The team in Homs is part of an advance team of 15 U.N. monitors in Syria who are trying to salvage a peace plan brokered by special envoy Kofi Annan that aims to end the country's 13-month-old crisis. Under the plan, a cease-fire is supposed to lead to talks between President Bashar Assad and the opposition on a political solution to the conflict that has killed more than 9,000 people.
But the plan has been deeply troubled since the truce began on April 12. The regime has kept up its attacks on opposition strongholds, while rebel fighters continue to ambush security forces. Defying a major truce provision, the Syrian military has failed to withdraw tanks and soldiers from the streets.
Most analysts say the plan has little chance of succeeding, though it could temporarily bring down the level of daily violence.
This has largely been the case in Homs, Syria's third largest city, which has emerged as the heart of the uprising. Regime forced pounded parts of Homs for months before two U.N. monitors moved into an upscale hotel there last week.
Since then, the level of violence has dropped, although gunbattles still frequently break out. An amateur video posted online Saturday showed the observers walking through a heavily damaged neighborhood, where residents collected a body laying in the street and put it in the back of a pickup truck.
No details were immediately available about the U.N. observers' visit Sunday.
U.N. chief Ban Ki-moon has blamed the regime for widespread cease-fire violations - prompting Syria to fire back that his comments were "outrageous" and accusing him of bias.

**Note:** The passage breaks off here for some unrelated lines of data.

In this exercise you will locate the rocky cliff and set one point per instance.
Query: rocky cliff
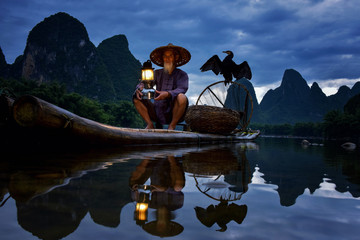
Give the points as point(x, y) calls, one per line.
point(294, 101)
point(123, 68)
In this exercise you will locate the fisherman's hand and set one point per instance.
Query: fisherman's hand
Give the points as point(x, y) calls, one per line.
point(162, 95)
point(138, 91)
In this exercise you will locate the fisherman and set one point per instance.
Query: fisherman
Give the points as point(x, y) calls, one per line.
point(170, 102)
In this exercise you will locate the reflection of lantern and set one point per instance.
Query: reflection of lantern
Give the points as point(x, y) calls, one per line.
point(147, 78)
point(141, 211)
point(141, 208)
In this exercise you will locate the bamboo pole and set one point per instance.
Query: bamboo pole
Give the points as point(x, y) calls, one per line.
point(30, 111)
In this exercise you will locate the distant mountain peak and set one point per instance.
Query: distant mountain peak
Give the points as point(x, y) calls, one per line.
point(293, 79)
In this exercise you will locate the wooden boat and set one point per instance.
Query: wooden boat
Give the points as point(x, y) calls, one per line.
point(32, 112)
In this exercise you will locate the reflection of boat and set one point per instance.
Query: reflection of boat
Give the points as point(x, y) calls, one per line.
point(34, 113)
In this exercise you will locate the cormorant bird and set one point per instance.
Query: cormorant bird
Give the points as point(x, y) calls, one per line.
point(228, 68)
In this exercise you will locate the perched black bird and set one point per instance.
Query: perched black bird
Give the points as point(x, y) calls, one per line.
point(228, 68)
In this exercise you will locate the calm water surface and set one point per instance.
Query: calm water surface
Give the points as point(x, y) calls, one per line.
point(268, 189)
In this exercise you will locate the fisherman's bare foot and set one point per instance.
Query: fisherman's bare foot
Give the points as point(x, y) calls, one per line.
point(150, 126)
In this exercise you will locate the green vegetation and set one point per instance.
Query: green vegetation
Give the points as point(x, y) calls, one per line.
point(120, 113)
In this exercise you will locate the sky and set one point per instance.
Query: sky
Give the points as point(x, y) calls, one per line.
point(318, 38)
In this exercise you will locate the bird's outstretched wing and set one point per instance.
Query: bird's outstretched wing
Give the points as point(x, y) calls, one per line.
point(214, 64)
point(242, 70)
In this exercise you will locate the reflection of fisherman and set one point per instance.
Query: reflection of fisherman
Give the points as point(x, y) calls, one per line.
point(167, 179)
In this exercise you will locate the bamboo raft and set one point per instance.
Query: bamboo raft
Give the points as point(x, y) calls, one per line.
point(31, 112)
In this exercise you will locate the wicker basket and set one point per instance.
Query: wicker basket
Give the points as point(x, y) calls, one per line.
point(210, 119)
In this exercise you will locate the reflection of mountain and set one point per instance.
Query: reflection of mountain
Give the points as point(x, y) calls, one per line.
point(53, 195)
point(294, 169)
point(221, 173)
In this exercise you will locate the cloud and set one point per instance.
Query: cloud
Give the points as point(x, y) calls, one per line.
point(318, 38)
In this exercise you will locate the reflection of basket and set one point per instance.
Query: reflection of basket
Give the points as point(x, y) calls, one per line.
point(210, 119)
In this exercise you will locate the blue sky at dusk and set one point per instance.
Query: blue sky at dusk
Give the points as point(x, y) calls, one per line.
point(318, 38)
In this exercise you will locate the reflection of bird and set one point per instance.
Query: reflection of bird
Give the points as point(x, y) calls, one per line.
point(228, 68)
point(221, 214)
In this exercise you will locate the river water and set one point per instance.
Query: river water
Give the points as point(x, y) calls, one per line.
point(267, 189)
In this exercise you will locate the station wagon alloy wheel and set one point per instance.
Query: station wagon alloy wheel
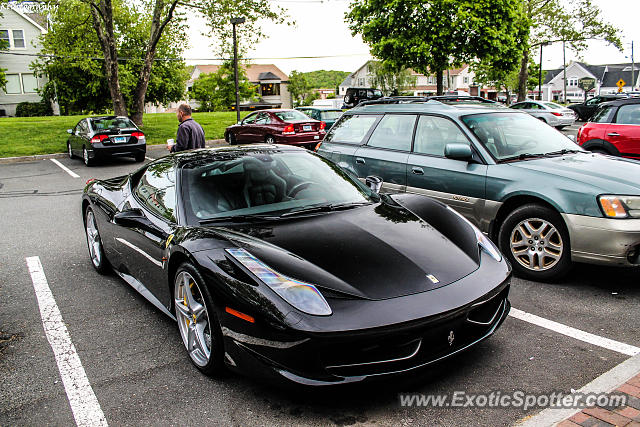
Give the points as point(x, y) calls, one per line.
point(536, 244)
point(193, 318)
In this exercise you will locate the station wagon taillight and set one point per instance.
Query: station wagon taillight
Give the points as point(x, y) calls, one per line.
point(98, 138)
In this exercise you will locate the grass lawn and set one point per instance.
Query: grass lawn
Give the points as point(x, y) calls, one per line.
point(24, 136)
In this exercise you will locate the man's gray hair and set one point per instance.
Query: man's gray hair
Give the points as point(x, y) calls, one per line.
point(185, 109)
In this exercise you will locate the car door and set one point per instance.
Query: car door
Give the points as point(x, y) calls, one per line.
point(457, 183)
point(246, 130)
point(387, 150)
point(344, 138)
point(624, 132)
point(143, 251)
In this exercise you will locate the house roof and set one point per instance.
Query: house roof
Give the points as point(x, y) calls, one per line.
point(255, 72)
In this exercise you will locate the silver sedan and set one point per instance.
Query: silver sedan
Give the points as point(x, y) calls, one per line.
point(549, 112)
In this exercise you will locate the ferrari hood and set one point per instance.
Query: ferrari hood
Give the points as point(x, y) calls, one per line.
point(376, 251)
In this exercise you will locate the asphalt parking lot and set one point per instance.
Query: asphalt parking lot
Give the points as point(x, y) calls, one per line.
point(133, 357)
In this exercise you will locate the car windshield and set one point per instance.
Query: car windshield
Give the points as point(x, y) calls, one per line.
point(112, 123)
point(508, 135)
point(330, 115)
point(291, 115)
point(553, 105)
point(266, 183)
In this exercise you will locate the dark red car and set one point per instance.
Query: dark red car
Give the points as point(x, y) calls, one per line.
point(614, 129)
point(276, 127)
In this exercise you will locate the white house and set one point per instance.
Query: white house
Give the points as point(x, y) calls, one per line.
point(606, 78)
point(21, 31)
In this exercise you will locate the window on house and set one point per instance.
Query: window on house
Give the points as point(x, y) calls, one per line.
point(13, 84)
point(268, 89)
point(18, 39)
point(29, 83)
point(4, 38)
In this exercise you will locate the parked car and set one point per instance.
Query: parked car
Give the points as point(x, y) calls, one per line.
point(585, 110)
point(276, 262)
point(96, 138)
point(614, 129)
point(327, 115)
point(355, 95)
point(549, 112)
point(544, 200)
point(290, 127)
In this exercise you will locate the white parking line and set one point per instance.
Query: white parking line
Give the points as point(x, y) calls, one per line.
point(84, 404)
point(578, 334)
point(66, 169)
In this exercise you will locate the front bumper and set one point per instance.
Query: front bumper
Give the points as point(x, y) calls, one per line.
point(604, 240)
point(315, 358)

The spat has further stoked concerns among the Syrian opposition and its Western supporters that Assad is merely playing for time to avoid compliance with a plan that - if fully implemented - would likely sweep him out of office.
Under the peace plan, the U.N. is to deploy as many as 300 truce monitors. One hundred should be in the country by mid-May, and the head of the observer team, Norwegian Maj. Gen. Robert Mood, is to arrive in Damascus on Sunday to assume command, according to the mission's spokesman, Neeraj Singh.
Ban and Annan have cited violations by both sides, but generally portrayed the regime as the main aggressor.
An editorial Saturday in the state-run Tishrin newspaper said Ban has avoided discussing rebel violence in favor of "outrageous" statements against the Syrian government. The editorial said the international community has applied a double standard, ignoring "crimes and terrorist acts" against Syria and thus encouraging more violence, according to excerpts carried by the state-run news agency SANA.
Mass protests against Assad erupted in March 2011, but gradually turned into an insurgency in response to a violent regime crackdown. Assad's regime denies it faces a popular uprising, claiming it is being targeted by a foreign-led terrorist conspiracy.